Funny Girl
Review
Funny Girl
Barbara Parker has had it with Blackwood, the northern English town where she grew up. Living with her dad and working at the cosmetics counter of R.H.O. Hills, the highlight of her week is absorbing “I Love Lucy” on Sunday afternoons. She knows she’s pretty, but what she really wants to do is make people laugh. It’s the 1960s. Sexism is blatant, and Barbara has entered a beauty pageant mainly out of boredom, and partly to assuage her Auntie Marie, who hopes she’ll win and forget all about moving to London. Yet, when she wins and realizes that it means she has to stay around for another year, she makes the runner-up a very happy girl and leaves for London the following week.

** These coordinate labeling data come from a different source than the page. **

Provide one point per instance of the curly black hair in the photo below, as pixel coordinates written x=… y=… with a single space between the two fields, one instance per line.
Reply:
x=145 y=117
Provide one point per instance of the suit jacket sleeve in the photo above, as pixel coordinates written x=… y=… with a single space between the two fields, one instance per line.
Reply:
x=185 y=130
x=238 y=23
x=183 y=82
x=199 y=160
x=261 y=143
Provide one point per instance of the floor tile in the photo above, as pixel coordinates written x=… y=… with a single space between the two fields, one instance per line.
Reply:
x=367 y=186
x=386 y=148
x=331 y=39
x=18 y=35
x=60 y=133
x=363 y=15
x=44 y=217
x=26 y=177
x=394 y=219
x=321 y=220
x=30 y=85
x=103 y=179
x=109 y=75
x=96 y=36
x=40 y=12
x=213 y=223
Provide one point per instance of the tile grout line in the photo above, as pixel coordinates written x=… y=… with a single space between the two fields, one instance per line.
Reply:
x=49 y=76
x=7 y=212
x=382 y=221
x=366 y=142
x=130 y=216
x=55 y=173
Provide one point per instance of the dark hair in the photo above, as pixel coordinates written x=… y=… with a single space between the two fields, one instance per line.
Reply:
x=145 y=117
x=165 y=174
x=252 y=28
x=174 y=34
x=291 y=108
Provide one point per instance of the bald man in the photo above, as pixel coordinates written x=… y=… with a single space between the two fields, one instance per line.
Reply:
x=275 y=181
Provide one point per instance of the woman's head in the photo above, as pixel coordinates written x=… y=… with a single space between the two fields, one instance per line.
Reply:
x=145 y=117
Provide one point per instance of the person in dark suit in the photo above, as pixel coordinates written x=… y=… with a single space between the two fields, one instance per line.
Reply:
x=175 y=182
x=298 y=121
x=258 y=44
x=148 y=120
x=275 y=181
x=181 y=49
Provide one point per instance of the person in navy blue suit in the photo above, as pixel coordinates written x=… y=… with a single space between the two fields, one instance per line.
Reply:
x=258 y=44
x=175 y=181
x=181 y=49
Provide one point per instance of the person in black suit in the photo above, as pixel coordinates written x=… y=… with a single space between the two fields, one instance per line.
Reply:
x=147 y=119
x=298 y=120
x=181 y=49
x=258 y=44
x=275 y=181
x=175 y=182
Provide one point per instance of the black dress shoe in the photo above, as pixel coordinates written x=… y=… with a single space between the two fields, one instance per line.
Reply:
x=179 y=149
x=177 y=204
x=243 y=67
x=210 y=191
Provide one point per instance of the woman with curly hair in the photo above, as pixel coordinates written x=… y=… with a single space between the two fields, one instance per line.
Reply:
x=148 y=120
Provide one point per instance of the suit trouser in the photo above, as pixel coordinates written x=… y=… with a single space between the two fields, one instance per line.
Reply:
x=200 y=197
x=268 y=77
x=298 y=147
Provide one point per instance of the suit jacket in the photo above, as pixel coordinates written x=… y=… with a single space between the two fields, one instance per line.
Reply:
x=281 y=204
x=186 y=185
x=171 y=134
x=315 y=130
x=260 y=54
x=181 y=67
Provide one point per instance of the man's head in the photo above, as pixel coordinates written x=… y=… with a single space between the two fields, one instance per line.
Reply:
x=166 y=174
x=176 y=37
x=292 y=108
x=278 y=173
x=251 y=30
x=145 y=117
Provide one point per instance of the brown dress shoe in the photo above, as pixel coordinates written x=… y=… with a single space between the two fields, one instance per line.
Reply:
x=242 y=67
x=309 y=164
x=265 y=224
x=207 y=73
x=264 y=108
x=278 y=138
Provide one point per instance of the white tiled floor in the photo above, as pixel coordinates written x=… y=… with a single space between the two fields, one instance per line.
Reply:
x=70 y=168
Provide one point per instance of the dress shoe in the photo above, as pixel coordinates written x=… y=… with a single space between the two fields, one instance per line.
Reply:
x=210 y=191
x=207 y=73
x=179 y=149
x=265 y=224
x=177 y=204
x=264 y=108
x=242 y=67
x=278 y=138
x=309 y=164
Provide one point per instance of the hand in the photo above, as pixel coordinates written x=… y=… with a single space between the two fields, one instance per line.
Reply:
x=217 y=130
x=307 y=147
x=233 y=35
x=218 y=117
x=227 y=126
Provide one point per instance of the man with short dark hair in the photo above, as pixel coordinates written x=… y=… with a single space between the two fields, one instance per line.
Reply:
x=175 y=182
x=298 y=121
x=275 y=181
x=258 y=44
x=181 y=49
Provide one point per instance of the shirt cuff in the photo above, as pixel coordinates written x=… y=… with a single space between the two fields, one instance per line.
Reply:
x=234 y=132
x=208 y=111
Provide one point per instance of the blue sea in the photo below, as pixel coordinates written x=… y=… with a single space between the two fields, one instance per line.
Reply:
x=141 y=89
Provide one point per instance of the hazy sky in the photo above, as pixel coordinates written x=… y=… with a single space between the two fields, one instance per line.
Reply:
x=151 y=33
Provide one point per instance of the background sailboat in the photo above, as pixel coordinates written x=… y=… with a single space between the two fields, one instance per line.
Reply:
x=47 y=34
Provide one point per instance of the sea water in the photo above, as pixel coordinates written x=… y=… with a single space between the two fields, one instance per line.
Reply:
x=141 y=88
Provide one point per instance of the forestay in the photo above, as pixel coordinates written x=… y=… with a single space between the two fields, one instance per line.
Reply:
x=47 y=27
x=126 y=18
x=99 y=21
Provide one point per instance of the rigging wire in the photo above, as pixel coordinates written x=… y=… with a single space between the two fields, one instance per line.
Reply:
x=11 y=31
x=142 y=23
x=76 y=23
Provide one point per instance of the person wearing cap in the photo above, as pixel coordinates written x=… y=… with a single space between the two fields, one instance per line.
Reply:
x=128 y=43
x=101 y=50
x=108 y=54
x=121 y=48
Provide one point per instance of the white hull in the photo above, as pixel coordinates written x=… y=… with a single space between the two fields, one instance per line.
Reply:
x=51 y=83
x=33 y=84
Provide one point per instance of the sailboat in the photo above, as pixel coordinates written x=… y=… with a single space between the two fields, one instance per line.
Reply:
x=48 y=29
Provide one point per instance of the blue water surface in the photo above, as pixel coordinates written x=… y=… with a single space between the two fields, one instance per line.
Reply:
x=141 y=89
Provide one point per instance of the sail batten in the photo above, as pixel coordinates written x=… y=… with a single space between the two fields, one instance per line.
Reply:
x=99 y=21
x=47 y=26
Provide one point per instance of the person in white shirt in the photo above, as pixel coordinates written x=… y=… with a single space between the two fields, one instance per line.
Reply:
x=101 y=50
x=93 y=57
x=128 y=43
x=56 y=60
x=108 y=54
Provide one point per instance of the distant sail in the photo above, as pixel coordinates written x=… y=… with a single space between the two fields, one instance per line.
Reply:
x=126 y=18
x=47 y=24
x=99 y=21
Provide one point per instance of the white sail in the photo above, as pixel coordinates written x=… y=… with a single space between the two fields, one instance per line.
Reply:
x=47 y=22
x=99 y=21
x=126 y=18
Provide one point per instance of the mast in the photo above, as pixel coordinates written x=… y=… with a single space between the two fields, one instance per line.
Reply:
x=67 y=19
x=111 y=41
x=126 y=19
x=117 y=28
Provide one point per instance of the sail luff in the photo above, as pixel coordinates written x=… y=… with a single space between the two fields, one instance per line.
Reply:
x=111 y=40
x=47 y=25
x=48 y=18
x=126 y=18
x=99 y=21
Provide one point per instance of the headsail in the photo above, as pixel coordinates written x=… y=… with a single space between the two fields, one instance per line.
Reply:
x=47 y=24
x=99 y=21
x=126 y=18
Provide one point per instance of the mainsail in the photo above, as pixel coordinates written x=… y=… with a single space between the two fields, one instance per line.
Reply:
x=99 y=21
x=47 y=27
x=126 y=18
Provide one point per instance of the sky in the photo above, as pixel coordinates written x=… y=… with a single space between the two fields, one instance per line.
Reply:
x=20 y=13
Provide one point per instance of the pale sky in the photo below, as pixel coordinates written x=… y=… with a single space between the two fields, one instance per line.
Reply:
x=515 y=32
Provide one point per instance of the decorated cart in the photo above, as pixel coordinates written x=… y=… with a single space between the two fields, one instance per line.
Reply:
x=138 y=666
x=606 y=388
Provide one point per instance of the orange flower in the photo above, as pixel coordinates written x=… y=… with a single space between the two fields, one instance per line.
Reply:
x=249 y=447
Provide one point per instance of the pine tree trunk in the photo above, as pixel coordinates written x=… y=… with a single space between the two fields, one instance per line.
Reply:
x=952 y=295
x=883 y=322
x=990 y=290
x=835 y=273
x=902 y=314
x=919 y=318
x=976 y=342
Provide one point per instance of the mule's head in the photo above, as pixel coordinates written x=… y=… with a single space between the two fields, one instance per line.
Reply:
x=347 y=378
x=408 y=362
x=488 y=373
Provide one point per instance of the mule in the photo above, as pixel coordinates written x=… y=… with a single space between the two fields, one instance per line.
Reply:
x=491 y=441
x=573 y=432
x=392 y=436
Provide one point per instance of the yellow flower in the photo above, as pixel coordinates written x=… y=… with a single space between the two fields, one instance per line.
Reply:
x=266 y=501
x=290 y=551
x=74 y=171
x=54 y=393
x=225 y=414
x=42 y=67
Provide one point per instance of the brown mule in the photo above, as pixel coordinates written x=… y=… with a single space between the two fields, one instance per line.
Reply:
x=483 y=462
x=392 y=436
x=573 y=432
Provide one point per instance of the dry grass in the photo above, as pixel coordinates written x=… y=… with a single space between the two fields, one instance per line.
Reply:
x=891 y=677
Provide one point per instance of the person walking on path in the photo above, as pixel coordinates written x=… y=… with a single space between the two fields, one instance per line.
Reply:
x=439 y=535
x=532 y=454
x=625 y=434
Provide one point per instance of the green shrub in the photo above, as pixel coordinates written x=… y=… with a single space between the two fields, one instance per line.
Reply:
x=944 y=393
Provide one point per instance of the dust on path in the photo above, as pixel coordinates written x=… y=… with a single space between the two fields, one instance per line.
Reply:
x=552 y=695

Barbara quickly finds a job at another department store. “All you had to do, it seemed, was ask for an inferior version of the life you’d had before and London would give it to you.” Marjorie, her new roommate, tries to wise her up about London life and the advantages that Barbara doesn’t quite seem to understand she has. As Marjorie patiently tells her, “You’ve got the bosom, the waist, the hair, the legs, the eyes…. If I thought that murdering you with a meat cleaver, this minute, would get me half what you’ve got, I’d slice you up without a second’s thought and watch you bleed to death like a stuck pig.”
"As he did with ABOUT A BOY and HIGH FIDELITY, Nick Hornby once again has created a funny and lovable cast of characters inhabiting a complex, fully fleshed-out world."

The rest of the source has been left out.